Михмат привык быть холостяком — и в чем-то привычке этой не изменял. Но изменял маме… как подозревал я. Хотя убеждаться в этом мне было уже невыгодно.

«Я тоже очень скучаю!» — донесся до меня как-то голос Михмата из коридора. Я, специалист по интонациям, мог бы догадаться, что на другом конце провода, как и тогда, находилась женщина. Но догадываться мне тоже было невыгодно. В таких ситуациях одна-единственная фраза все проясняет, но для меня ясности не возникло. «Выгодно», «невыгодно»… Прежде эти понятия не отягощали меня. А тут я принялся уговаривать себя, что ничего такого не происходит, что моя сыновья мнительность понятна, даже благородна, однако не обоснованна. И что расстраивать маму своими ревнивыми подозрениями я не имею права. Людям свойственно красиво объяснять некрасивые деяния в любом возрасте. Желание «наповал свалить» Нонну оказалось мощнее сыновнего долга.

Я принял очередные взятки от своего отчима, которого стал звать своим отцом.

«У кого ты всему этому выучился?!» — восклицал еще недавно Михмат.

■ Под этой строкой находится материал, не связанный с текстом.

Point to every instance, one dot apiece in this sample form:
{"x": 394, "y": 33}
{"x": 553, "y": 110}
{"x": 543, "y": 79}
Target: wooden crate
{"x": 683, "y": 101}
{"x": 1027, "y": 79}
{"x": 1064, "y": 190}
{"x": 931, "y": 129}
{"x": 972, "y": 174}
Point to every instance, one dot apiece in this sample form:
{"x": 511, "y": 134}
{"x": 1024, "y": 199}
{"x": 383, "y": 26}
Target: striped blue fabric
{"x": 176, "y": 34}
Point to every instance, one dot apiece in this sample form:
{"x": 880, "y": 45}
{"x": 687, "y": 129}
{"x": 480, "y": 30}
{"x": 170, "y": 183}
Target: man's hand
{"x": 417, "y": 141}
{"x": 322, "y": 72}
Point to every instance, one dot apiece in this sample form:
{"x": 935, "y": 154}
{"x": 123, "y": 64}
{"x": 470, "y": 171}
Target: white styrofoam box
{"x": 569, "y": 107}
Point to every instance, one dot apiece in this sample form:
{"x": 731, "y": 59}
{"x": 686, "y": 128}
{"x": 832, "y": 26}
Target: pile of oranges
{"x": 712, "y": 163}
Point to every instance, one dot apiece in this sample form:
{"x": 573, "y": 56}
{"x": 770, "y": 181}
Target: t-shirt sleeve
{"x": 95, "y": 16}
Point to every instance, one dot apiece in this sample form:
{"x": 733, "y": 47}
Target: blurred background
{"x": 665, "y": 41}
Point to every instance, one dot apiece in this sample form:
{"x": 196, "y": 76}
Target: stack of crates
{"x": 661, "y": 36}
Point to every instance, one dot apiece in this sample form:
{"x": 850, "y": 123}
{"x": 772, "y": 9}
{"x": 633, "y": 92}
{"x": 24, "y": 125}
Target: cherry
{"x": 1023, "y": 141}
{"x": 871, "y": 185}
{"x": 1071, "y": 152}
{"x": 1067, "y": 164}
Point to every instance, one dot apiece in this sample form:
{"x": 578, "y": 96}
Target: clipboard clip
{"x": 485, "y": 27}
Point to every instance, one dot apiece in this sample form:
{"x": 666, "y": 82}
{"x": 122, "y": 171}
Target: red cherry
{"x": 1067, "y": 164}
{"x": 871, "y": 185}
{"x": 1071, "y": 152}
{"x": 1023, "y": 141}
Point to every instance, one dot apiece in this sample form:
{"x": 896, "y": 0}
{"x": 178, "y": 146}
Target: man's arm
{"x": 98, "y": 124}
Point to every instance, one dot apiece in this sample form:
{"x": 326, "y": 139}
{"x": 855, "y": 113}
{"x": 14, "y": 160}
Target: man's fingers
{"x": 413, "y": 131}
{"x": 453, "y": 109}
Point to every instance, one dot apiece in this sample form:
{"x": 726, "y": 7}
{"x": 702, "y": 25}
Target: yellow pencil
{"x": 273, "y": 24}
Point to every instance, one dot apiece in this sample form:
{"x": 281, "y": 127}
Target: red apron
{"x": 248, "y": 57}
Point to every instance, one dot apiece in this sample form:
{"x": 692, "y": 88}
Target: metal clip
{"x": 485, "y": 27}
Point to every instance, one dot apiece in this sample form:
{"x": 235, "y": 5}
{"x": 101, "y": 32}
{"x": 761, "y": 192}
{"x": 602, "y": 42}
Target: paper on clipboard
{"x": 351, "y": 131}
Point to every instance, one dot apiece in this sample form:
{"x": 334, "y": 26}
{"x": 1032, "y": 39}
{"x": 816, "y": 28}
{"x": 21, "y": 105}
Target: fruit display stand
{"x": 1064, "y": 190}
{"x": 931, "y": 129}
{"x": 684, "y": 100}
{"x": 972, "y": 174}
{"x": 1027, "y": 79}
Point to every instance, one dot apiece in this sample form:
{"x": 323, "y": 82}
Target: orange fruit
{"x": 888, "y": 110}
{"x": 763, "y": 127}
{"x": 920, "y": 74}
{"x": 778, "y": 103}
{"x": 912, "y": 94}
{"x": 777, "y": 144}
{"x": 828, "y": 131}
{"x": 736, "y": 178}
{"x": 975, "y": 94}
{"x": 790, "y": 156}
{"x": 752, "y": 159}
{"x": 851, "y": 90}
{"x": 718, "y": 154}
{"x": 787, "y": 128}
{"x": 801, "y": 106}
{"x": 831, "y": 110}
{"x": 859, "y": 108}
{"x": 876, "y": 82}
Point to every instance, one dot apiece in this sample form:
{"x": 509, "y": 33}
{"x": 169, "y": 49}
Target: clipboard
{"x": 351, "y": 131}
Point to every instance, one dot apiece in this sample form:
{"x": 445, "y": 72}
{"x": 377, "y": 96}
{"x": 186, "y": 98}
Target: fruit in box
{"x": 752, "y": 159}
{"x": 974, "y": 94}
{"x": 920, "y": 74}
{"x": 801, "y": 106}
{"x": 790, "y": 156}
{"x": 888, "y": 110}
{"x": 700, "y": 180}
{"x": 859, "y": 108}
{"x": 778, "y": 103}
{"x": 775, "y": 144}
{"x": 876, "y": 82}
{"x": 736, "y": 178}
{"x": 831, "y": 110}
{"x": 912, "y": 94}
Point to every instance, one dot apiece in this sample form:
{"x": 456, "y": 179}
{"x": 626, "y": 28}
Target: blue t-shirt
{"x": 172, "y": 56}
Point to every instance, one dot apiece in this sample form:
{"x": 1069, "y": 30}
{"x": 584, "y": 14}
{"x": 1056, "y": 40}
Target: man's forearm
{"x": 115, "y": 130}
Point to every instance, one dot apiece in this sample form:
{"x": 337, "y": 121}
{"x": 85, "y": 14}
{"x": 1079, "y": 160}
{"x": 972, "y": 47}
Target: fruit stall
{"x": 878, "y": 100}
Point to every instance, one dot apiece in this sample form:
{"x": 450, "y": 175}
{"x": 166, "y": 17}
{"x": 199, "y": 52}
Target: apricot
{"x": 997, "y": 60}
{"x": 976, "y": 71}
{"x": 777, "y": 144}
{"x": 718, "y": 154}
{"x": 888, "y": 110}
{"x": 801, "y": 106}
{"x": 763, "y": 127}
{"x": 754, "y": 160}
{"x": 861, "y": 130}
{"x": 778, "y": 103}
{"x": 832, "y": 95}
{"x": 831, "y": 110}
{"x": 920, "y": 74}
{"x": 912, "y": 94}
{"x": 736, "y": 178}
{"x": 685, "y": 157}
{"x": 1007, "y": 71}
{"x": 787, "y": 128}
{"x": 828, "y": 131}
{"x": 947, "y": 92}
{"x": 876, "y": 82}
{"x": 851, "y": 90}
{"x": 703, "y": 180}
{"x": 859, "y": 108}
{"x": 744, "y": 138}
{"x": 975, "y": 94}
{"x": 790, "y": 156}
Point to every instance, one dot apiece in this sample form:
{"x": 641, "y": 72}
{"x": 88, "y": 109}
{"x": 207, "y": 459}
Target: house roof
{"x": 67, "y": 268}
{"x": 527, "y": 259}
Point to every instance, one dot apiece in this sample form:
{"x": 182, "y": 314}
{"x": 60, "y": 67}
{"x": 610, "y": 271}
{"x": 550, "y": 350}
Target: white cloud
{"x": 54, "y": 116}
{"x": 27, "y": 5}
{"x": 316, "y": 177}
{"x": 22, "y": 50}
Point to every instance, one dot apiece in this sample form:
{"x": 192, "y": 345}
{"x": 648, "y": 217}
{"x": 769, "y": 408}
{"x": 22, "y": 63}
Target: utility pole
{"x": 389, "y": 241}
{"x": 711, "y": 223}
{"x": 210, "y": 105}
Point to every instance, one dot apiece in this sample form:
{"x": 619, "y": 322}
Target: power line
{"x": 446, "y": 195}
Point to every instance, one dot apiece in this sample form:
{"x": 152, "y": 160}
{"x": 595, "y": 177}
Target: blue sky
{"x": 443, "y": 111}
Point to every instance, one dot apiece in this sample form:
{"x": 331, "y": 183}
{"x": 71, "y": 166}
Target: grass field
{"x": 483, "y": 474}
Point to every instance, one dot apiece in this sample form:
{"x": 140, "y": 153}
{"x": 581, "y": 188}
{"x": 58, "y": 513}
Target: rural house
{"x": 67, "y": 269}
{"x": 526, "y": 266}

Я мог бы ответить, что у него. Но и у остальных воспитателей я тоже многое перенял.

И вот я вырос: плод воспитания. А ныне к этому плоду припадают уже мои дети. Такова жизнь.

* * *

На моем столе нет фотографии отца, потому что его, по сути, не было в моей жизни. Мама любила его — и он остался на стенах ее, не тронутой мною, комнаты. Нет у меня и фотографии отчима, который присутствовал в моей жизни, но лучше бы в ней отсутствовал. В центре письменного стола — фотография мамы в скромной, как сама она, рамке. Та застенчивость опирается для уверенности о бронзовую ножку старинной настольной лампы.

«У врачей, как правило, невнятные почерки, — говорила она. — Привыкли торопливо, на ходу выписывать рецепты и заполнять истории чужих болезней: за дверью ждут, томятся другие пациенты». Но слова, пересекающие наискось сиреневую мамину блузку на той фотографии, убежденно отчетливы: «Любящему и верному сыну — от верной и любящей мамы».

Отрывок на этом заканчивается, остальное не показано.